Wednesday, July 25, 2007

Steve Nass's Continued Assault

State Representative Steve Nass is serious about manipulating state funding to force UW-Madison to adjust it's ideology. Let's get one thing straight: There are a lot of programs at Madison which are more ideological than academic -- names will be named later. There are a lot of professors and instructors who dabble in the ideological irresponsibly. The insane and irrelevant Kevin Barrett, quoted in the piece, is as good an example as any. But these are issues which UW can sort out for itself, while remaining true to its creed, and any respectable Badger should demand an end to this politicking. We are not a spoiled liberal child whose parents (here, Nass and the state legislature) need to cut off our allowance to get us to behave better. The parents here have a misguided idea of what we are doing wrong, and their goals for our campus are as immature and ideological as some of the elements being targeted.

I browsed around the website for the Havens Center, the progressive off-shoot of the sociology department which Nass is seeking to eliminate. I looked at their description, which does not deceive potential donors; it calls itself a "combination of progressive political commitment and scholarly rigor." And I looked at their past events, a broad selection of speakers dealing with race, class, and gender. It all seemed very dogmatic and progressive at first, and for a moment I felt like very tentatively sympathizing with Nass, until I realized that I'd never been to a Havens Center event and neither (presumably) has he. Their next event, on October 10, is a lecture by Boris Kagarlitsky, an academic from Moscow who organized workers' movements in the Soviet Union and was imprisoned by the Soviet government for distributing suppressed grassroots literature. Kagarlitsky is a socialist, but he opposed the Soviet order, and will no doubt touch upon that opposition in his speech. We should be honest: During the immediate post-Soviet era, when George H.W. Bush's approval ratings were northward of 90 percent, Kagarlitsky is a speaker that Rep. Nass might have loved.
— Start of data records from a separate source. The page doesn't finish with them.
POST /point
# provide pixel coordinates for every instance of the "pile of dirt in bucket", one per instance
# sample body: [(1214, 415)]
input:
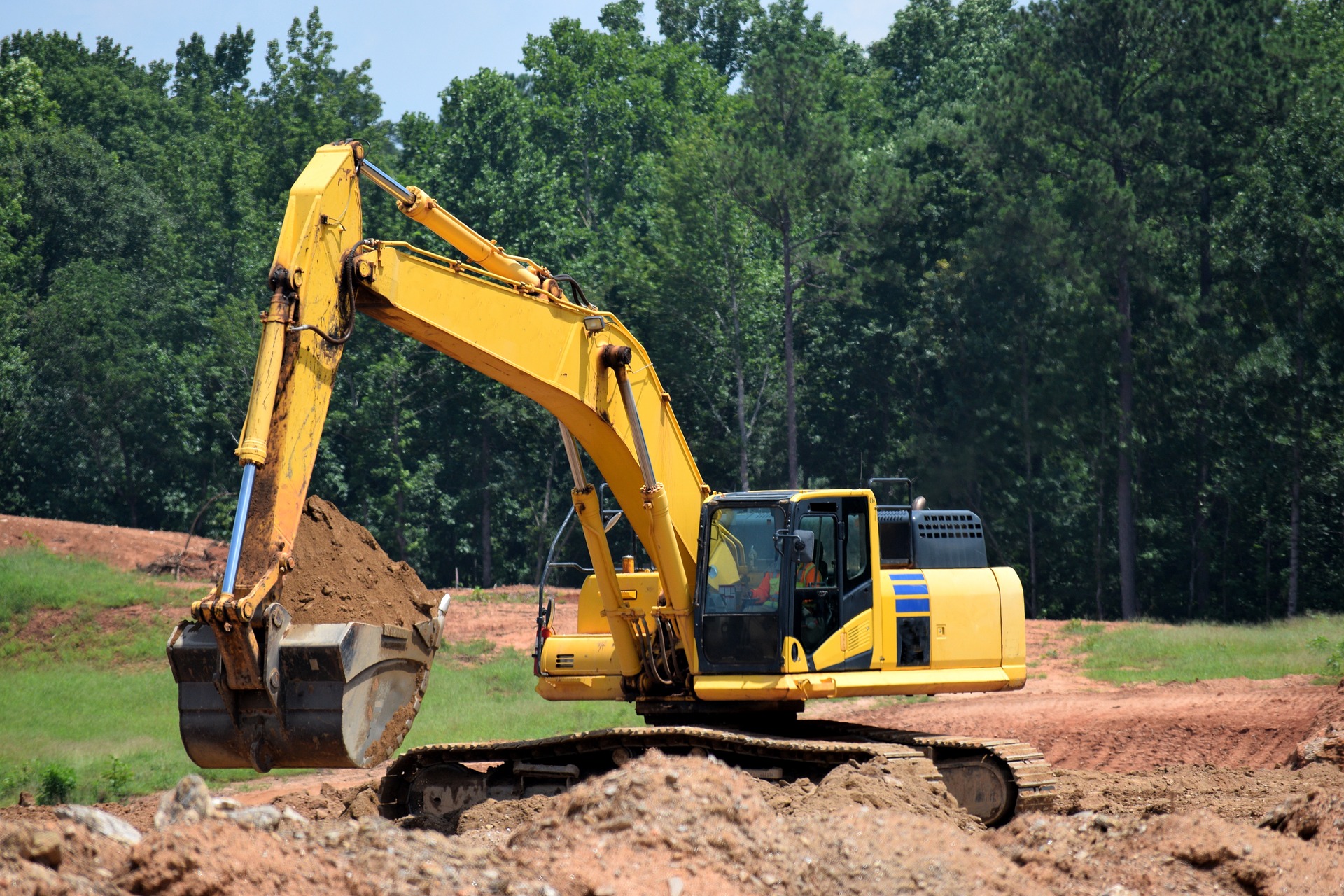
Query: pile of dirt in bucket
[(342, 575)]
The issue is not whether the Havens Center has a stated political orientation. It does. Rather, we should be asking whether it has an academically irresponsible, inflexible bent which makes students uncomfortable and serves no purpose. If the Center is an organization which presupposes that progressive policies lead to the best sociological outcomes, UW might be right to withdraw funding very quickly. But they appear to be more open-minded, more transparent, and more focused than other more indirect ideological positioning at UW -- here, the Comp. Lit. and English departments are good examples. (I have been told in an English class than Dr. Jekyll and Mr. Hyde might be a metaphor for turn-of-the-century homosexual panic.) But we'll fix the English department, just like we'll fix the Havens Center if it stops being relevant. The key word there is we'll. This is an issue for UW, best handled by supporters of academic freedom who have experienced the Madison bubble and know how to change it and who to ask for help. Nass wouldn't ask to cut funding for the English department no matter what he found out about it -- and let's hope he finds out very little.

2 comments:

Matt W said...

Great blog, Eric. Keep up the good work!

Matt W said...

and thanks for the link, appreciate it!